05/31/2021
World MS (Multiple Sclerosis) Day is typically observed on May 30 each year. Established by the Multiple Sclerosis International Federation (MSIF) in 2009, World MS Day seeks to unite the global MS community of more than 2.3 million people “to share stories, raise awareness, and campaign with and for everyone affected” by the condition.
At CBI Health - Truro, we want to use this day to recognize one of our team members, Ms. Gwyn Bellefontaine (Registered Massage Therapist) who was diagnosed with MS 11 years ago. This is her message and her story on World MS Day:
"The month of May is Multiple Sclerosis Awareness and I have been inundated with information and group chats and donation pages. The research, the outreach groups, everyone wants to help in some way or another but in actual fact, it's up to you.
Everyone diagnosed with MS has a different story because of the way this disease works. Multiple means many and Sclerosis is a hardening or thickening of tissue and in the case of MS, a group of nerve fibres in the brain have lost the coating (myelin) to expose the nerves and may have caused nerve breakage and cell death. In the MRI, this shows up as clumps where the brain is affected, sometimes called “brain plaque”.
I was diagnosed with MS in November 2010 due to optic neuritis in which I went blind for about 3 weeks. The previous two months of severe pain of the eyeballs and sinuous pressure, sore neck, now doesn't seem quite as bad as the diagnosis itself. I was immediately in denial, there were no genetic links within my family, there was no reason for me to be going blind, there must be a mistake. I was a healthy, athletic forty-something farm girl.
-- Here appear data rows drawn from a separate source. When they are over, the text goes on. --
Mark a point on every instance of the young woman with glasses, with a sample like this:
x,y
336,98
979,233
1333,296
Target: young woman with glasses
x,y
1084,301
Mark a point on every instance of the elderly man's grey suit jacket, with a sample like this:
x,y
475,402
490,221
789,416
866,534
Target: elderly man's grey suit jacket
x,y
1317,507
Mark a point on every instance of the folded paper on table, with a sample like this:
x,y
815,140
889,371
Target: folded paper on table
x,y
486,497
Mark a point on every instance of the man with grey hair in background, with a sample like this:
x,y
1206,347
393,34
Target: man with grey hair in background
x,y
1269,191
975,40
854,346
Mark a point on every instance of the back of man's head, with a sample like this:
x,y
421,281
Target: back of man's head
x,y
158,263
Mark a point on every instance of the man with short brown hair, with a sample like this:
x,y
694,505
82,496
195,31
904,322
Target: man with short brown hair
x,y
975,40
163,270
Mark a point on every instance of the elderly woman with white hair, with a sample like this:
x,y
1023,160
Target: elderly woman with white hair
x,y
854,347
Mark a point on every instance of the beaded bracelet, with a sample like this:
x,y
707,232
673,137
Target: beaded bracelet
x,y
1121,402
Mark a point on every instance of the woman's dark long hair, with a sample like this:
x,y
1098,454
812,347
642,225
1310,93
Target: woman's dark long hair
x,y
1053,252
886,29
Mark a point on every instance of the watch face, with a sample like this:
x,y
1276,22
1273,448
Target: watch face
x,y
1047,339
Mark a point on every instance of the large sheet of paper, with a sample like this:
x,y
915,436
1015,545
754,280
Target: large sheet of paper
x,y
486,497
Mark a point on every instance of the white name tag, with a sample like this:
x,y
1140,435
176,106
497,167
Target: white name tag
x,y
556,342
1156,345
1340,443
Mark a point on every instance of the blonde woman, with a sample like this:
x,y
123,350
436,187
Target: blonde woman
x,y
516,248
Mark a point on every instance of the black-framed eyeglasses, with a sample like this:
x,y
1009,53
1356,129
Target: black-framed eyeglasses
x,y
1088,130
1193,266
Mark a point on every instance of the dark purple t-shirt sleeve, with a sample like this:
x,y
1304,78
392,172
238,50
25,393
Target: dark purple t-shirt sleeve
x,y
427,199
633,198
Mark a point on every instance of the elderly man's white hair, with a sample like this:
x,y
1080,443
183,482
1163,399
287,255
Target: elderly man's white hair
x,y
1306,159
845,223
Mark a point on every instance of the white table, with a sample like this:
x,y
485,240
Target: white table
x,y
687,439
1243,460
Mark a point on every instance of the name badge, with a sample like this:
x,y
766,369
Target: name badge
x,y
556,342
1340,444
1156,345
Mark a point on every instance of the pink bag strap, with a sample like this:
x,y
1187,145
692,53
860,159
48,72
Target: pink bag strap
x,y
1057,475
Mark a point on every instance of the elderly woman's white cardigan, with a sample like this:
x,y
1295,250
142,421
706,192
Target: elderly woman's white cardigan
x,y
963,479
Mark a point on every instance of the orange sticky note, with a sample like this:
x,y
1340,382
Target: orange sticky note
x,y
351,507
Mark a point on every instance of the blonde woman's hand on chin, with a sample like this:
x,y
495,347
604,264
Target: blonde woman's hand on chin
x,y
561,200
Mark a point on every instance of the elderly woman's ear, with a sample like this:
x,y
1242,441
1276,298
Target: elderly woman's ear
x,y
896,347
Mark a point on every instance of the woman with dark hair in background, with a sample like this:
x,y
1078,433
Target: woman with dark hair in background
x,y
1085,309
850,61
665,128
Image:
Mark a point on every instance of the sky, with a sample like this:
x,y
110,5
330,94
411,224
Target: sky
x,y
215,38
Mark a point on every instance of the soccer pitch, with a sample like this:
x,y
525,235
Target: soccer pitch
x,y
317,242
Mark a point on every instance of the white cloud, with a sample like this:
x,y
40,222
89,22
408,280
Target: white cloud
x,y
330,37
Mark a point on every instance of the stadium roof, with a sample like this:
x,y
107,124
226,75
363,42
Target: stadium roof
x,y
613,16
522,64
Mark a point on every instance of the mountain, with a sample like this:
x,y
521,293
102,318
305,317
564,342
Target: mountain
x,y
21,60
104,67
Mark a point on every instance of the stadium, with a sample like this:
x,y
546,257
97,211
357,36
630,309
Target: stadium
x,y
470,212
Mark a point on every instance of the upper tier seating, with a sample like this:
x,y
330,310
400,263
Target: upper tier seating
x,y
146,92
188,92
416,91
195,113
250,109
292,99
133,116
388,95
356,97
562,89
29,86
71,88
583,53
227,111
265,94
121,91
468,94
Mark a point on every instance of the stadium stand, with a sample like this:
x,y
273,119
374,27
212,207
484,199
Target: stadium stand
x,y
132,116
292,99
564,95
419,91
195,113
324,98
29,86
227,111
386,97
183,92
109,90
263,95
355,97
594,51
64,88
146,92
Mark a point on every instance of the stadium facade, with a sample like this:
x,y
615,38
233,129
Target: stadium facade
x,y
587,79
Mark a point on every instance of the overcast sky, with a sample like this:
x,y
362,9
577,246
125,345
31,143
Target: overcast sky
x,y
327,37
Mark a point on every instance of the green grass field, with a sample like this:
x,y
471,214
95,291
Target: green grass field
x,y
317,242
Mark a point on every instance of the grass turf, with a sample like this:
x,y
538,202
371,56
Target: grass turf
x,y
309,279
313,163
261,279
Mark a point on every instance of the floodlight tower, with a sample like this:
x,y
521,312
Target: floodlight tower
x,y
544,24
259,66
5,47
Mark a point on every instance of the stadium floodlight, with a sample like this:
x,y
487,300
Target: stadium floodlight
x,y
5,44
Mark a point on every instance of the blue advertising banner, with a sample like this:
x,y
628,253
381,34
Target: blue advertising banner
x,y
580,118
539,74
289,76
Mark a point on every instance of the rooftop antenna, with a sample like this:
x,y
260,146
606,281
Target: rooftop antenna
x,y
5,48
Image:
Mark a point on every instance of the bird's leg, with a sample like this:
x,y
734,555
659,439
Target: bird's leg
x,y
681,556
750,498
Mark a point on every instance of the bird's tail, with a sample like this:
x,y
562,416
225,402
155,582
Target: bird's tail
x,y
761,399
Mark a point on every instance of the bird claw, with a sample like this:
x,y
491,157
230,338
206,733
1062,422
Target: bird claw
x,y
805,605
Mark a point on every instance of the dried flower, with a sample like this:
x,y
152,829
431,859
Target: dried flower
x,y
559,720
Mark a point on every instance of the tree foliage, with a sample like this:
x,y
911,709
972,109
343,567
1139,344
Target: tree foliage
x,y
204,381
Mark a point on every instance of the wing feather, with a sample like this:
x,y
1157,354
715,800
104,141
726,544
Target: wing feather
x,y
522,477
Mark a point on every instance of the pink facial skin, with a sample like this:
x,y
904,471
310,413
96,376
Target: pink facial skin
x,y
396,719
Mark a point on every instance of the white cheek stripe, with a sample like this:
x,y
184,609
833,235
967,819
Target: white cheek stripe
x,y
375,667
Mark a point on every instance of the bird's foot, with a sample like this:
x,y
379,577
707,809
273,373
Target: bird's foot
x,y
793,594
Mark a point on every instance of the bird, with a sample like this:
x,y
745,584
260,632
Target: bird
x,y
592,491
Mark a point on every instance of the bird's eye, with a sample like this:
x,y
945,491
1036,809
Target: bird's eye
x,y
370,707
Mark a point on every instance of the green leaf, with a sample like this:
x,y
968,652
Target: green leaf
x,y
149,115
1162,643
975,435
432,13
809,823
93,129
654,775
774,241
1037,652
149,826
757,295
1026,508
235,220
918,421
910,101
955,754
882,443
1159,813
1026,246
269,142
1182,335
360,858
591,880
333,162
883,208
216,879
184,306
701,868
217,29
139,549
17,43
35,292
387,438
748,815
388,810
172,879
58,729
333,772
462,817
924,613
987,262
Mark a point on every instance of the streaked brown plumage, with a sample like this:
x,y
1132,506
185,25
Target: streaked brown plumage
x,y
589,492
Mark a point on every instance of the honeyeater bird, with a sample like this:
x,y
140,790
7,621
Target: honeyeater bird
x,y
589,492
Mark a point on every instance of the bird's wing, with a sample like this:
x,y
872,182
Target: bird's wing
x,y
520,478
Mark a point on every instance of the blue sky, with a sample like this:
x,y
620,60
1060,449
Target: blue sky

I was training for a marathon. Just give me the prescription and I'll be on my way.
Oh, to be so naive again. My prescription was a five day prednisone drip to reduce the swelling of my eyeballs to take the pressure off the optic nerves. My vision was slow to return but I had colour distortion in my left eye as a result. I was told that this was called an “episode” and that I have relapsing-remitting MS and it will probably happen again.
It took another year, another MRI, another neurologist with a second opinion before I started to accept that maybe, just maybe, I have multiple sclerosis.
I was weak from the pain and weight loss (when I walked, a lightning bolt of pain would zap from my heels to my eyeballs so I didn't walk anywhere and after a week or so of not getting off the couch, not realizing that another day had gone by that I hadn't gone to the kitchen to find food, I had lost 20lbs and was quite weak). I had been in the process of a career development plan through Employment Insurance to be a massage therapist, filling out the paperwork, checking what schools I could go to, would I have to move, and now I was being denied because of a few months of setback that I was pretty sure I would recover from. According to my EI spokesperson, she could not sponsor me because she didn't know if I would be strong enough to be a massage therapist. I even argued my point that a blind massage therapist would be better because you treat with your hands, not your eyes. But she was concerned about my strength not my vision.
I am not one to BE my disease. Being a farm girl at heart, I took a job at a local dairy farm and got stronger. I got back to training for a marathon with my community of runners. I ran the PEI marathon in the fall of 2011 and kept training to run the Ottawa marathon in the spring of 2012.
In the past 10+ years, I have changed careers from dairy farming to go back to school and start a new career at 50 as a massage therapist. I am not going be my disease, even though it is always on my mind. I have also kept in mind that although my eyes were affected, at any time, any other part of my body might be affected. I had heard of people waking up and not being able to move a leg or an arm. My thoughts were that if I did lose the mobility of a leg, is the rest of my body strong enough to get me out of bed? Am I strong enough to get off the floor if I fell? It has been up to me to be the strongest that I can be so that in the event of another episode, whatever that may be, I am able to deal with it.
As a massage therapist, I want to remain strong enough to give all of my clients the treatment they need. Besides being strong enough, I have learned so much more about this disease. I have even suggested to a few clients that they go talk to their doctor because my clinical impression was that they were exhibiting signs and symptoms of MS. In treating clients with MS, I am not their symptoms and treat according to the clients’ symptoms.
With many clients I have incorporated Craniosacral Therapy and Visceral Manipulation in my treatments. My latest course was called “Touching the Brain” which deals with nerves, myelin sheath development, and healing, touching on subjects such as Multiple Sclerosis, brain trauma and concussion.
This is my story. I don't exhibit symptoms of my diagnosis but I am aware of the phenomenon and the tangibility of this diagnosis."